Regulation is not calmness but coherence—the capacity to hold tension without collapsing into servitude or retreat. A living nervous system learns to sort activation from danger. That discernment—not endless subservience—is the ground of ethical courage. It asks us to notice reflex: the instinct to appease, the impulse to soften what must be said plainly; to feel the tremor beneath the smile, to trace where fear still shapes tone.
The same is true at scale. Coherence in a democracy looks like courage made operational: financial institutions refusing to fund authoritarian drift, universities protecting free speech even when it offends donors, media holding integrity steady even when it endangers access. These are not gestures of virtue but acts of regulation at the institutional level—proof that collective safety depends on collective courage. Without them, institutions stop being stabilizers and become accelerants of decay.
Yet too many of its vital organs— those entrusted with public trust—have mistaken complicity for caution. They call it risk management, fiduciary duty, strategic neutrality. It is none of those things. It is moral anesthesia.
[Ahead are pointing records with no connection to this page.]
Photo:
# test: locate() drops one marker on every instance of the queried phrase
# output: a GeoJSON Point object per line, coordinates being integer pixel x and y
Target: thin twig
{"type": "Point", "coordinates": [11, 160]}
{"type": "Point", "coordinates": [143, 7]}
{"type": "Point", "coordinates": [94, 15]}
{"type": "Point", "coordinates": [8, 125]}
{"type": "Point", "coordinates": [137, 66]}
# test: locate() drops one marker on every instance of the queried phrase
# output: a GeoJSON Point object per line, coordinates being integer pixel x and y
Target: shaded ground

Every calculation to protect access or profit erodes the very conditions that make them possible. What looks like prudence in the short term is devastation in the long one. You cannot hedge against the collapse of a democracy you helped hollow out.
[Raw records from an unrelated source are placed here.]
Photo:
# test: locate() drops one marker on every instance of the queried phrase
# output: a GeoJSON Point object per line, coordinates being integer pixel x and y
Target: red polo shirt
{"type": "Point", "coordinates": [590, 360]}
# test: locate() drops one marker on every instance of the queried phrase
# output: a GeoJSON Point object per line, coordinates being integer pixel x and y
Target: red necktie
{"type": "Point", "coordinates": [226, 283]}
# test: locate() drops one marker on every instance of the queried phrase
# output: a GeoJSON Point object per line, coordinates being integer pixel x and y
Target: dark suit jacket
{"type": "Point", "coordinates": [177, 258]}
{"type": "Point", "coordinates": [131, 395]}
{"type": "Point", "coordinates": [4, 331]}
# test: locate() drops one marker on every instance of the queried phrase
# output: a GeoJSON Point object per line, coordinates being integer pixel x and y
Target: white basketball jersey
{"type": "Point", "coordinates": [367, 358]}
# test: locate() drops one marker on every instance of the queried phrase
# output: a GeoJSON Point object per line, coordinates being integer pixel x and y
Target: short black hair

Accountability is where safety and integrity meet—but it must be the right kind. Even tyrants demand it, only in reverse: obedience, not responsibility. True accountability flows downward and outward, not only upward. It protects the vulnerable, not only the powerful. When accountability becomes the architecture of belonging, integrity becomes the measure of strength.
And maybe that’s where healing begins: in the single breath that breaks the reflex to please, in the trembling voice that speaks before it feels ready, in the body that, after years of bracing, remembers how to stand upright in its own truth.
The body remembers first. The rest—our systems, our politics—follows its lead.
NOTE ON INFLUENCES
As I’ve been learning more about fawning, I’ve begun to notice its patterns in my own story—the small, early adjustments that once ensured protection and later shaped how I moved through adulthood. These reflections have deepened through conversations with friends and colleagues who are also exploring how the body carries history and learns new possibilities for safety and wholeness.
My deepest gratitude to Dr. Shideh Lennon, with whom I’ve been training in Somatic Experiencing, and who first introduced me to the concept of fawning. Her presence and teaching have deeply shaped how I understand the body’s wisdom in seeking safety.
I’m also influenced by the work of Pete Walker, who first named and described the “fawn response” within trauma theory, and Dr. Ingrid Clayton, whose recent book Fawning: Why the Need to Please Makes Us Lose Ourselves—and How to Find Our Way Back illuminates this survival response with clarity, compassion, and courage.
Finally, my clinical work continues to be a living classroom for this understanding, witnessing with humility and care how people’s bodies navigate safety and integrity in real time. That work keeps this inquiry grounded, human, and alive.